Jank falou que a exportação brasileira de etanol será, de fato, modesta, mas que o mercado mundial do etanol vai acontecer. As vendas externas, segundo ele, estão crescendo, apesar de o País hoje importar mais do que exportar. "As exportações vão acontecendo lentamente, na medida em que os países forem fazendo as suas misturas. Mas se tiverem reservas estratégicas porque ninguém vai querer sair da dependência do petróleo árabe para depender de outros países", afirmou.

Segundo ele, outros países produzirão etanol. "O mercado internacional vai acabar acontecendo, ele é uma consequência da criação do mercado interno dos países", disse, sinalizando que o mundo não deve ficar dependente do etanol brasileiro. "Não há porque só o Brasil ser o país do etanol", afirmou, ressaltando o potencial que a África tem como produtora do biocombustível. Atualmente mais de 30 países tem decisões de misturar etanol à gasolina.

Jank também mencionou as dificuldades pelas quais o setor passou. "Na década passada crescemos 10% ao ano, mas a partir de 2008 a indústria parou de crescer. Estamos em um momento ruim de produção devido à crise financeira mundial", afirmou, contando que um terço das empresas foi vendido e mudou de donos desde lá. As que foram vendidas foram principalmente as que investiram, acreditando no crescimento do setor. O etanol, porém, perdeu competitividade frente à gasolina e por isso o mercado anda em baixa.

Sérgio Tomisaki/Agência Meios
Sérgio Tomisaki/Agência Meios

Setor voltará a crescer, diz Jank

O setor vem tendo conversas, neste sentido, com o governo, para redução dos impostos sobre o etanol para que ele volte a ficar competitivo. Jank afirma que é uma questão de tempo para que o setor volte a crescer. A indústria de etanol traçou metas altas: chegar a 70 bilhões de litros produzidos na safra 2020/2022. Atualmente são produzidos cerca de 27 bilhões de litros.

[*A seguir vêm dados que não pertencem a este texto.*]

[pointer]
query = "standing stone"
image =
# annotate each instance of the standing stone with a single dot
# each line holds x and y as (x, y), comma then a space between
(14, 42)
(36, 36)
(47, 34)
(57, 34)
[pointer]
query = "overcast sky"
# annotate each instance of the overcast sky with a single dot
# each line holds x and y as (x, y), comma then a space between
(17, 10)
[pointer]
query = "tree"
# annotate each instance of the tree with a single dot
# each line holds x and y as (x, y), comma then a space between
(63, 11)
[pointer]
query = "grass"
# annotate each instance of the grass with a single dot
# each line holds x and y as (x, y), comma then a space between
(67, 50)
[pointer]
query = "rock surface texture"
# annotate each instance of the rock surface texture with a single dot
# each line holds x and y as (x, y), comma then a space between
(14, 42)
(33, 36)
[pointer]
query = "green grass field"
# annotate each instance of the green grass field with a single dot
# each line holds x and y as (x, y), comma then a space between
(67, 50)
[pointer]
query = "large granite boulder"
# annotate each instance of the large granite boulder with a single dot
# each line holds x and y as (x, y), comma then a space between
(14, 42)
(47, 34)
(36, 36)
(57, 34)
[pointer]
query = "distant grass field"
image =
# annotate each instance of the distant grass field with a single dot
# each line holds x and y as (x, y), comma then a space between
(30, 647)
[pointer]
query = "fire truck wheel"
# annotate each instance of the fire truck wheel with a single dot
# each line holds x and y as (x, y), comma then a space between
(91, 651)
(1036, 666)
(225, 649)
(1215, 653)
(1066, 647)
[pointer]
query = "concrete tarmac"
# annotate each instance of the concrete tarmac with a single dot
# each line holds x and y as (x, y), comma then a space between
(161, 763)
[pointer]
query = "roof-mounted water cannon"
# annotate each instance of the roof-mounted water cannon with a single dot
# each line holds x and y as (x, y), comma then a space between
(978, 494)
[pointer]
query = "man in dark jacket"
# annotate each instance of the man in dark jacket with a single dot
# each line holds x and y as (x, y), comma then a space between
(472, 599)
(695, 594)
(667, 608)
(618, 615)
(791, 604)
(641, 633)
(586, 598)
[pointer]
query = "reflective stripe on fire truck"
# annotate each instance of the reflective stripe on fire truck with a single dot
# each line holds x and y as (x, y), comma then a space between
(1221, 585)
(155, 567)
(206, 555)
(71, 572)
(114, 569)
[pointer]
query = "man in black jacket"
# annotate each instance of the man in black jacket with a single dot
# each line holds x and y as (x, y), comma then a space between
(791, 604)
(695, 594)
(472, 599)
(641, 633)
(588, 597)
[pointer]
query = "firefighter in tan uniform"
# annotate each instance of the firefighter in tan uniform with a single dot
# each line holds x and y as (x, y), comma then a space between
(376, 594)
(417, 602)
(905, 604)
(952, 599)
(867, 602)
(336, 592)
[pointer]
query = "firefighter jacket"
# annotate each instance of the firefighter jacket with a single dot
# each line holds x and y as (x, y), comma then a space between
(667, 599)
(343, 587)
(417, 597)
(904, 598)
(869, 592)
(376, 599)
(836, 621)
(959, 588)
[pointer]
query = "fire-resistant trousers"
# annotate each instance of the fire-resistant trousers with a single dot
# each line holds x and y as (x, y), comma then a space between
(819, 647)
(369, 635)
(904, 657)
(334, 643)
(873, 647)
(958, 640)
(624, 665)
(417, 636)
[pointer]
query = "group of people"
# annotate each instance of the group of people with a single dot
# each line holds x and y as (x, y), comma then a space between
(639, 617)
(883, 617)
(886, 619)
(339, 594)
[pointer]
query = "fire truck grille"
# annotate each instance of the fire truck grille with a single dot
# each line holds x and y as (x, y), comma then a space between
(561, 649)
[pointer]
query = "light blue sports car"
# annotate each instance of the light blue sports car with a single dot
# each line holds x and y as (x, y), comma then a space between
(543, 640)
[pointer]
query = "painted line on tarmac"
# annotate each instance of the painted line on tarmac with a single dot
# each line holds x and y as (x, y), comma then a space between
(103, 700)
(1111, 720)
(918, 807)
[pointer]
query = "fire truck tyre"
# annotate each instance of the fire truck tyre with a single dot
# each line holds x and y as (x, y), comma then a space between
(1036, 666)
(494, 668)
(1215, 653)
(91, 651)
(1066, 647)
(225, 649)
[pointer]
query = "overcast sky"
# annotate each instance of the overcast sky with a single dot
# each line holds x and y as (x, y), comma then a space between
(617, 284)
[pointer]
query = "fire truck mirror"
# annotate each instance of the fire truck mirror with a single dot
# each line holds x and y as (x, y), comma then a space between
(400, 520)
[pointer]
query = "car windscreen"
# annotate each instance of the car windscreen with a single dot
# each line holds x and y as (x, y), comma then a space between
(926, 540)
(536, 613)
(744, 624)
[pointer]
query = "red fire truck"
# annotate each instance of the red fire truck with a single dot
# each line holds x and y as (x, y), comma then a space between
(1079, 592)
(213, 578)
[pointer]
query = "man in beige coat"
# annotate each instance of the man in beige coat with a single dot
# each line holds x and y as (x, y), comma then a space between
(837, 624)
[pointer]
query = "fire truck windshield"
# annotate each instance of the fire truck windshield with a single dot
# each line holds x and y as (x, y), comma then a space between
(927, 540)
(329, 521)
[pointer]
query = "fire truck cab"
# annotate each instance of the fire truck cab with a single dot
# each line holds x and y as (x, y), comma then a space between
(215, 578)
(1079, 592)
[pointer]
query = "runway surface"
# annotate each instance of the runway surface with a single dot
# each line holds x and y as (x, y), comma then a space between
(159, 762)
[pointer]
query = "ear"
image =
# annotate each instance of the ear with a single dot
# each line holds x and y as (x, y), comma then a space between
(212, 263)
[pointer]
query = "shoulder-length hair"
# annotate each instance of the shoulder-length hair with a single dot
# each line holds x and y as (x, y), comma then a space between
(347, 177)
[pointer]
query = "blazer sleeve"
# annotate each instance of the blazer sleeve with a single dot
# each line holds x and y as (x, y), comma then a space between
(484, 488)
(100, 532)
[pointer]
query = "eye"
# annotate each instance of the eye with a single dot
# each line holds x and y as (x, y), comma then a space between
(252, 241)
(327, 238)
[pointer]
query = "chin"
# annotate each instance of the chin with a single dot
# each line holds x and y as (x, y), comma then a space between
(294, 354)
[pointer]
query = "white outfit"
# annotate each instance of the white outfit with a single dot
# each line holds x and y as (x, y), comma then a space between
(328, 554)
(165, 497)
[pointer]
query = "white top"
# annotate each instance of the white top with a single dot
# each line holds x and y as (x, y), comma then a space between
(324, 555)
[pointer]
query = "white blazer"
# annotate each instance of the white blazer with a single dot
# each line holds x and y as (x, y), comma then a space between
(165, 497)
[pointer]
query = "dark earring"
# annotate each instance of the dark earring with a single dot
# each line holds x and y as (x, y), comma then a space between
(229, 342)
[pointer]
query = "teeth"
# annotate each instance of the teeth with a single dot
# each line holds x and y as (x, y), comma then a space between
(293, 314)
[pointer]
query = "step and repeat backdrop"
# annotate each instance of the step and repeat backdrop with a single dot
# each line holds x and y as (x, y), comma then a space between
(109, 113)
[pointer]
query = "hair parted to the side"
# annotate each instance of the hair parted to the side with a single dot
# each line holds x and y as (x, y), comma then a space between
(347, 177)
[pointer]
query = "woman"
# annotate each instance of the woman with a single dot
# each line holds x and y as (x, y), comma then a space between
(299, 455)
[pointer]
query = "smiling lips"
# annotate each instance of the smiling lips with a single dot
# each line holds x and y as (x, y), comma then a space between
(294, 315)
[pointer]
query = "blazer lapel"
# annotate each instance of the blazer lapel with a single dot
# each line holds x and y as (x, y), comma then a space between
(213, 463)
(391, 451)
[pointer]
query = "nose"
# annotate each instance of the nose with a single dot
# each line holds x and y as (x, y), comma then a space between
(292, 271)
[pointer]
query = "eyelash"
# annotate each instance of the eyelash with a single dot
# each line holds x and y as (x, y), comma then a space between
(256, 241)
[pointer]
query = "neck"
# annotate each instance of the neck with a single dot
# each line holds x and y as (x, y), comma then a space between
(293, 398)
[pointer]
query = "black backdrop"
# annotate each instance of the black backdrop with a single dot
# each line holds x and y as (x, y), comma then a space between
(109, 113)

A indústria espera também dar um salto de crescimento com a produção partir do bagaço e da palha da cana-de-açúcar, além de consolidação de projetos logísticos para o setor, como a construção de um duto para escoamento de etanol. Atualmente, o faturamento do setor sucroalcooleiro é US$ 48 bilhões, com exportações de US$ 15 bilhões, 430 usinas estabelecidas e 70 mil produtores de cana.

A palestra de Jank fez parte de uma iniciativa da Câmara Árabe de promover debates sobre assuntos de interesse de associados da entidade. O encontro desta quinta-feira teve abertura do CEO da Câmara Árabe, Michel Alaby, e presença do presidente da entidade, Salim Taufic Schahin, além de outras lideranças.